Zum Vergleich ein ganz anderes Beispiel von „Gendermarketing“ – eine „Weltgeschichte für Leserinnen“, ebenfalls zufällig am 3. März dieses Jahres erschienen.
Das Geschichtsbuch richtet sich ausdrücklich an Mädchen und hat das Ziel, die Weltgeschichte „um all ihre vergessenen Heldinnen“ zu ergänzen. Warum das für Jungen uninteressant sein sollte, weiß ich auch nicht.
Auch dieses Buch benutzt Geschlechterklischees, dreht sie nur um: Es ist in blau gehalten, und Frauen erscheinen hier als aktiv und heldenhaft, nicht als passive Damsels in Distress.

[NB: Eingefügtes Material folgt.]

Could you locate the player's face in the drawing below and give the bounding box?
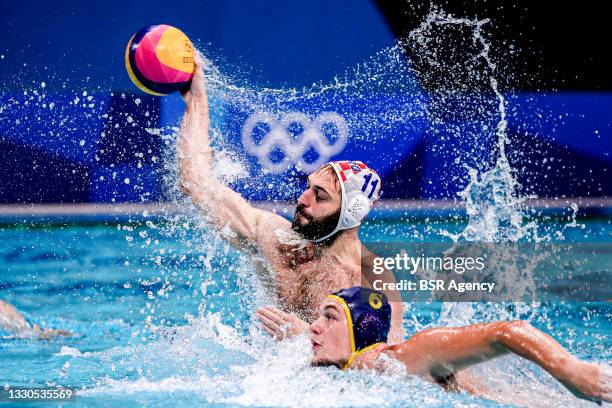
[309,298,352,367]
[291,170,341,240]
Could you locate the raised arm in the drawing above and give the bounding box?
[386,320,611,403]
[178,54,289,251]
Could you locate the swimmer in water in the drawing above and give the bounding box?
[0,300,70,339]
[257,287,611,405]
[178,53,403,341]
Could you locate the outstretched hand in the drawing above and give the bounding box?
[562,361,612,404]
[256,306,309,341]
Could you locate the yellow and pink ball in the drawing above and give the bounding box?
[125,25,195,96]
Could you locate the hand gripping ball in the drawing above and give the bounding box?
[125,25,195,96]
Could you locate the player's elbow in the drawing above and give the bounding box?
[495,320,532,343]
[178,166,213,200]
[506,319,533,332]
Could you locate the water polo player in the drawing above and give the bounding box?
[257,287,611,404]
[178,54,403,341]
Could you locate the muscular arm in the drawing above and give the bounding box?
[178,55,289,252]
[387,320,611,402]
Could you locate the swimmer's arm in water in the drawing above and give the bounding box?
[0,300,70,339]
[376,321,611,403]
[0,300,31,333]
[179,53,290,252]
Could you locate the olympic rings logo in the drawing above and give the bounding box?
[241,111,348,174]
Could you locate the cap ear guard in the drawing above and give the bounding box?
[343,191,371,226]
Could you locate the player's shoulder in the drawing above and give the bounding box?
[360,242,380,265]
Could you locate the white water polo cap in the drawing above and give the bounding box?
[313,160,382,242]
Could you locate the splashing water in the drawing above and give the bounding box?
[405,8,549,328]
[0,6,608,408]
[407,9,526,243]
[409,10,603,345]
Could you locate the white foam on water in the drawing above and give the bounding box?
[83,323,464,407]
[57,346,83,357]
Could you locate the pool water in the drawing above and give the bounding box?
[0,215,610,407]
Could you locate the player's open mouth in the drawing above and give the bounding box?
[311,340,322,350]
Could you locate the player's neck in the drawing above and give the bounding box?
[320,227,360,259]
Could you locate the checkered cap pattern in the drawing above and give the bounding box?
[331,160,381,201]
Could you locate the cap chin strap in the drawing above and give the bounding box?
[311,168,371,243]
[342,342,385,370]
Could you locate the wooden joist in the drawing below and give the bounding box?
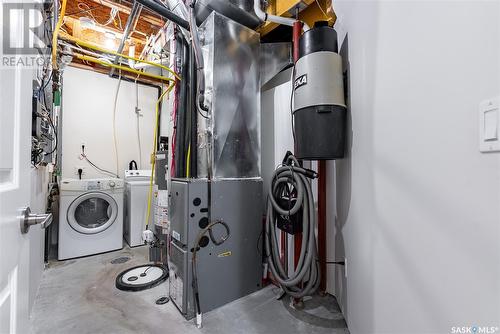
[82,0,165,27]
[259,0,336,36]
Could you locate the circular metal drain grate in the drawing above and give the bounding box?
[155,296,170,305]
[115,264,168,291]
[111,256,131,264]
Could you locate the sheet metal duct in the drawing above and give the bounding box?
[194,0,260,29]
[135,0,190,30]
[260,42,292,86]
[197,12,261,179]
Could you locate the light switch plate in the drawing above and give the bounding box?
[479,97,500,152]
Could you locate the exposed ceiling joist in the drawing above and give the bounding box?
[300,0,335,27]
[82,0,165,27]
[260,0,335,36]
[69,62,167,86]
[260,0,315,36]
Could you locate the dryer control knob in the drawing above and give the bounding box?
[109,181,116,187]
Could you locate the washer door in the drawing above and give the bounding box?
[67,192,118,234]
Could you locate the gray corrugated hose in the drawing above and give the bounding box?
[265,154,320,298]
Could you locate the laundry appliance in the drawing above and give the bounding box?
[58,178,124,260]
[124,170,152,247]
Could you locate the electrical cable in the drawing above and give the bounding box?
[45,115,58,155]
[187,0,210,120]
[315,0,329,18]
[265,153,320,299]
[81,146,119,178]
[144,84,175,230]
[170,32,179,177]
[186,144,191,178]
[193,88,215,330]
[38,78,57,157]
[112,73,123,178]
[60,35,181,81]
[103,6,119,26]
[51,0,67,70]
[65,4,103,17]
[289,65,297,144]
[191,220,230,328]
[72,53,175,84]
[134,76,143,168]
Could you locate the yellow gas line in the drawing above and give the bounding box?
[144,85,175,230]
[60,34,180,81]
[74,54,175,83]
[52,0,68,69]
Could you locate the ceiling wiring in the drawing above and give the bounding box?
[315,0,328,19]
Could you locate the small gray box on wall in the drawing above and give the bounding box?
[154,150,168,190]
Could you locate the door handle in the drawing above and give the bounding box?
[20,207,53,234]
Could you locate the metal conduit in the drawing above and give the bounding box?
[110,2,142,76]
[135,0,190,30]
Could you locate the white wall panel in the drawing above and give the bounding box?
[61,67,163,179]
[328,1,500,333]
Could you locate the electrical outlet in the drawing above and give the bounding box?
[74,166,86,177]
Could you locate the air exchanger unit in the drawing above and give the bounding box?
[293,21,347,160]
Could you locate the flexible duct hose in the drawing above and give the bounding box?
[265,153,320,298]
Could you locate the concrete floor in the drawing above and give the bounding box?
[30,247,349,334]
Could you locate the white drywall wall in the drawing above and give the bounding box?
[261,73,294,200]
[61,66,164,179]
[327,1,500,333]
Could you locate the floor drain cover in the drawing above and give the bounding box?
[155,296,170,305]
[115,264,168,291]
[111,256,130,264]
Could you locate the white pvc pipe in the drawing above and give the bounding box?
[127,44,170,71]
[133,58,170,70]
[253,0,310,30]
[128,44,136,69]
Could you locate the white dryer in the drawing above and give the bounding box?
[124,170,152,247]
[58,178,124,260]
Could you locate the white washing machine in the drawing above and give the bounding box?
[58,178,124,260]
[124,170,152,247]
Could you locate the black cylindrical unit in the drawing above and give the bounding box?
[293,22,346,160]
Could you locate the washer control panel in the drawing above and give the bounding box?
[60,178,124,191]
[124,170,151,181]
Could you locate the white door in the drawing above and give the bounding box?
[0,3,40,332]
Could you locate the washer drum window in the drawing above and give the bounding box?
[67,192,118,234]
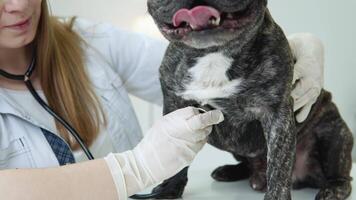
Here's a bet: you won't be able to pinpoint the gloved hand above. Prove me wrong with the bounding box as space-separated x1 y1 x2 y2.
288 33 324 123
104 107 224 199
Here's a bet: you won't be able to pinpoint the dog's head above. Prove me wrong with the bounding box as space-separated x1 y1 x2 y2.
148 0 267 49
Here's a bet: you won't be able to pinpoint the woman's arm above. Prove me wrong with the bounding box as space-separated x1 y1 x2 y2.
103 24 167 106
72 19 167 105
0 159 118 200
0 107 223 200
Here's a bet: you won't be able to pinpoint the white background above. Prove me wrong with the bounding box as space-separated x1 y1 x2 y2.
49 0 356 161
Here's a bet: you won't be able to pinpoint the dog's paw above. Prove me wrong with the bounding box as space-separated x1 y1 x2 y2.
150 177 188 199
249 171 267 192
131 169 188 199
211 162 250 182
315 181 351 200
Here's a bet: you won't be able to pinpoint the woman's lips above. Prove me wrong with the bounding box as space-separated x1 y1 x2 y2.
5 18 31 32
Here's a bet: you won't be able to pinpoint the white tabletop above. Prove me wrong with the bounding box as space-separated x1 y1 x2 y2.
180 167 356 200
139 145 356 200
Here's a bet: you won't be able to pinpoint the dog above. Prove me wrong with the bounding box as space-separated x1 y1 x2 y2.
133 0 353 199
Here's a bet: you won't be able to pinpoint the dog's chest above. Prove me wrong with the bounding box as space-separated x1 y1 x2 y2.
178 52 242 106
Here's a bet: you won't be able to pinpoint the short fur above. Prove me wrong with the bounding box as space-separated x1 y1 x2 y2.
139 0 353 199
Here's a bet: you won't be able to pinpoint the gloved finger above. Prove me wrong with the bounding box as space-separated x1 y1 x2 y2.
188 138 209 155
166 106 198 119
291 77 311 100
291 78 317 109
187 110 224 131
292 66 302 84
190 127 212 143
292 88 318 112
296 101 314 123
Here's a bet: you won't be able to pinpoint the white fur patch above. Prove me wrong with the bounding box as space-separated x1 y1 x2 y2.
180 52 242 105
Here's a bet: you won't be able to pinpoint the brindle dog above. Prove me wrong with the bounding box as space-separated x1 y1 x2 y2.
132 0 353 199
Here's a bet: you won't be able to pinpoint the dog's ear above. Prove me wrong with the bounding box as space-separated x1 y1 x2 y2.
263 0 267 6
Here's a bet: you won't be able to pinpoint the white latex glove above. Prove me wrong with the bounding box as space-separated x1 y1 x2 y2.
104 107 224 200
288 33 325 123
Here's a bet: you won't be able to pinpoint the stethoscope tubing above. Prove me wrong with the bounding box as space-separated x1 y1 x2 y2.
0 57 94 160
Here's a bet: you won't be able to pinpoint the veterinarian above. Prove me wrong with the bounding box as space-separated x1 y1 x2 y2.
0 0 324 199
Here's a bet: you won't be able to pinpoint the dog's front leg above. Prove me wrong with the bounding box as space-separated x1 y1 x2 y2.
261 100 296 200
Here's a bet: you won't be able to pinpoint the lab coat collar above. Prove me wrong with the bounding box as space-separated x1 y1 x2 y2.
0 91 60 136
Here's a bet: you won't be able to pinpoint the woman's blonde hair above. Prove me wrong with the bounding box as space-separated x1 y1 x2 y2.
36 0 106 149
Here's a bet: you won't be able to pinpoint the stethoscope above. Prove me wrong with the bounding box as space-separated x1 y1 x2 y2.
0 56 200 199
0 56 94 160
0 56 198 199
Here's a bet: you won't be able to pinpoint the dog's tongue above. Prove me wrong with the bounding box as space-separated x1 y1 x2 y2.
173 6 220 30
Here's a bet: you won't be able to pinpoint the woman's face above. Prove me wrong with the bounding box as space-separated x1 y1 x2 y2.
0 0 42 49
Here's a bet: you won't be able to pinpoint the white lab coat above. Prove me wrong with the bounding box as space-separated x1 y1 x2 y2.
0 18 167 169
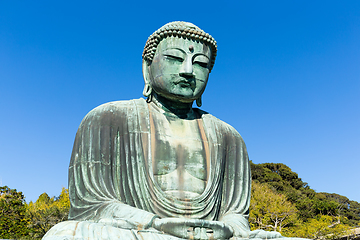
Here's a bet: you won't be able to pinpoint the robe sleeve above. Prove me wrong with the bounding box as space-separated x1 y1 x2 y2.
68 101 157 229
218 123 252 238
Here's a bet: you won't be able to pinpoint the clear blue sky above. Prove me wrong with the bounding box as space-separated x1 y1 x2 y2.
1 1 359 203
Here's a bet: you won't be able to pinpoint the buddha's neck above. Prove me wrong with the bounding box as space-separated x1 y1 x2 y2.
152 93 193 119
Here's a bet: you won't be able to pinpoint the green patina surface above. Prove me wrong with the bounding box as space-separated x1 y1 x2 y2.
42 21 308 240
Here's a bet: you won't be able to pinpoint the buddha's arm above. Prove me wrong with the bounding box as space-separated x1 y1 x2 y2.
216 134 284 240
68 102 159 230
220 213 251 238
216 124 253 238
69 153 159 230
93 202 159 229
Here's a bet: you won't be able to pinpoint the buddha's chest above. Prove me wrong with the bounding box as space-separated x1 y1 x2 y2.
150 111 208 198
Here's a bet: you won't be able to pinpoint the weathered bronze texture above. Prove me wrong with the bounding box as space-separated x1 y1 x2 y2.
42 21 307 240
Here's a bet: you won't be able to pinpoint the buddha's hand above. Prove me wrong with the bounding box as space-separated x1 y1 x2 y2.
152 217 233 239
249 229 284 239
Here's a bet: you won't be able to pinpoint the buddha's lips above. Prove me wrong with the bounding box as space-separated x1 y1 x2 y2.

Ist das nun ein positives Gegenbeispiel gegen die Bücher aus dem Klett-Verlag, weil es zwar auch Geschlechterklischees verwendet, aber auf die richtige Weise?
Gerade eine feministisch inspirierte Politik sortiert die soziale Wirklichkeit entlang von Geschlechterkategorien – sei es in der Besetzung von Gleichstellungsbeauftragten, in Quotenregelungen oder in der geschlechtsspezifisch unterschiedlichen Zuteilung basaler Rechte.
Das reicht unerschrocken bis ins Deppert-Kuriose. Wer als Mann bei Veranstaltungen der Grünen ein Rederecht erhalten möchte, gerät manchmal in die Situation, erst einmal eine Frau finden zu müssen, die pro forma einen kleinen Satz sagt – weil er als Mann nämlich kein Rederecht hat, wenn nicht ebenso viele Frauen wie Männer sprechen.
Befürworter des Gender Mainstreaming betrachten Geschlechterkategorien auch schon einmal als „omnirelevant“, was diesen Kategorien bei Licht betrachtet eine Stellung verleiht, die früher allein Gott vorbehalten war: Worum es auch immer geht, es ginge immer zugleich auch um Geschlechterkategorien.
Die Gender Forschung hätte große Schwierigkeiten, öffentliche Mittel zu akquirieren, wenn sie nicht in den Parteien viele Akteure vorfände, die an eben diese „Omnirelevanz“ von Geschlechterkategorien glauben.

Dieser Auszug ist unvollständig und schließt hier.